Directly related to my projected diorama, I have chosen to retain the rockets and their frames and the engine (for which I scratch-built a “wooden” pallet from styrene sheet) as stowage for another of the two last vehicles to appear in it – more details on my future builds at their given time.
Although does not offers as many diorama possibilities other kits on the market, the deployment can be very rich in the right hands.
The kit has some inaccuracies. Some blogs based on comparative builds will show you a few. This is not the main issue for me; as I said, I do not count rivets. The only thing which quite bothered me was the lack of lateral mirrors on the body, prominent feature on all Sd.Kfz. 251 versions, ignored by Zvezda. I could have scratch build a pair, but I’ve learned to live without them (for this time only).
The quality of the plastic is doubtful: its tendency to shatter and the poor packing are sure recipe for accidents. Appended here a short list of damaged parts in my box, a few upon arrival of the kit, another few during handling: lateral front armored bulges rattling free in the box; the lower back of the main body shattered in three; the barrel of one MP twisted up to breakage point; the ammunition drums torn from the sprue, showing tear; a shovel’s handle broken in three; a rod from the right back door’s swivel arm broken, radio antenna bent.

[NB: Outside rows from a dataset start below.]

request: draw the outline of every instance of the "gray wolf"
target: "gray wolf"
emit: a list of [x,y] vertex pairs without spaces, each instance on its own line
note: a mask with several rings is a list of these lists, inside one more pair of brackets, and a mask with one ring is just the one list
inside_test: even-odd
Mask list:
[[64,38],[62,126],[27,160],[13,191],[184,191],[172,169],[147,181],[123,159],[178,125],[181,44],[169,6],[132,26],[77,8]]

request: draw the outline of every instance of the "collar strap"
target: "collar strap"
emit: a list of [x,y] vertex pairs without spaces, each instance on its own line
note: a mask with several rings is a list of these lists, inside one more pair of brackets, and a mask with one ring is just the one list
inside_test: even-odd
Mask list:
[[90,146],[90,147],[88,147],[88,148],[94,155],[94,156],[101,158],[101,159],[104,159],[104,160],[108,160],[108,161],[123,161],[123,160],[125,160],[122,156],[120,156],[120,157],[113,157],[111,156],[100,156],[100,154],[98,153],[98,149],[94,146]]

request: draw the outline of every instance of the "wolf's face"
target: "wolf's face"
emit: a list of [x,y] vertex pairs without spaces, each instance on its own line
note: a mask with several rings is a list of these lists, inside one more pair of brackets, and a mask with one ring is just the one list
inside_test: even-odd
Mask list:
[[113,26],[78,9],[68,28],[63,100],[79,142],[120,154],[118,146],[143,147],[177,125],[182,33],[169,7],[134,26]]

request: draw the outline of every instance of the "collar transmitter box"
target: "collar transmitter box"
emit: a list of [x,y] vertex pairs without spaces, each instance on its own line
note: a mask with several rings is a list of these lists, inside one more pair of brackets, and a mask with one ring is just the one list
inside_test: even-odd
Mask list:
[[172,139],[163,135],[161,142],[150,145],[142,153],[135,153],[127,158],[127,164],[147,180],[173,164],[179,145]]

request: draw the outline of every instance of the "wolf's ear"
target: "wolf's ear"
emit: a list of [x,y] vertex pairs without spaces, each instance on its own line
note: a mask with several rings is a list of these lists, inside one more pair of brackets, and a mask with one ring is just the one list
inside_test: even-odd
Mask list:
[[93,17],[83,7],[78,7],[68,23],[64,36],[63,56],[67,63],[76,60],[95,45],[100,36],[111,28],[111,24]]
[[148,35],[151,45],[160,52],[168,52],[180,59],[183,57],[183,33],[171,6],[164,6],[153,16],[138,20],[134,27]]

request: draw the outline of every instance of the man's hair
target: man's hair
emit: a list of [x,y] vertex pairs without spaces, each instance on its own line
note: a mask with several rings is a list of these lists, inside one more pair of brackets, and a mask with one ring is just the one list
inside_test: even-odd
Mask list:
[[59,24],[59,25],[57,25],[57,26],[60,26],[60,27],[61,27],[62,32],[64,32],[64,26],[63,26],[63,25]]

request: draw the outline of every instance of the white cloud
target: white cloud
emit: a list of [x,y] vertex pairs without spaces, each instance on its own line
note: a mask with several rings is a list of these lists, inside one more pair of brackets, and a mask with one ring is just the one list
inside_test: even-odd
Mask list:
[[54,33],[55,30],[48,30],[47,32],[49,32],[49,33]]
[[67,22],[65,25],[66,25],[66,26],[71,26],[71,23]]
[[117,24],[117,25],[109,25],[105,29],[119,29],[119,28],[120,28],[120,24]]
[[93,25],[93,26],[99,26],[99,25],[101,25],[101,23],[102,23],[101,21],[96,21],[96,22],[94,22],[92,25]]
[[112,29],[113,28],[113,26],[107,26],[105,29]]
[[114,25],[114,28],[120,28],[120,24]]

The engineering is inconsistent: the lover part of the body is low quality; the upper part and the frames for rockets are superb. The same thing about details: either they are completely lacking (dash instrument panel, mirrors), either they are outstanding (radio unit, infantry weapons, rocket crates). Decals are top quality. Instructions manual is excellent. No photo-etched parts are accompanying the kit.
My final conclusion: a kit with too many ups and downs. In the hands of the patient builder, it can turn into a good kit out from the box. In the hands of inexperienced or impatient builder, there is not going to be much left after the rage.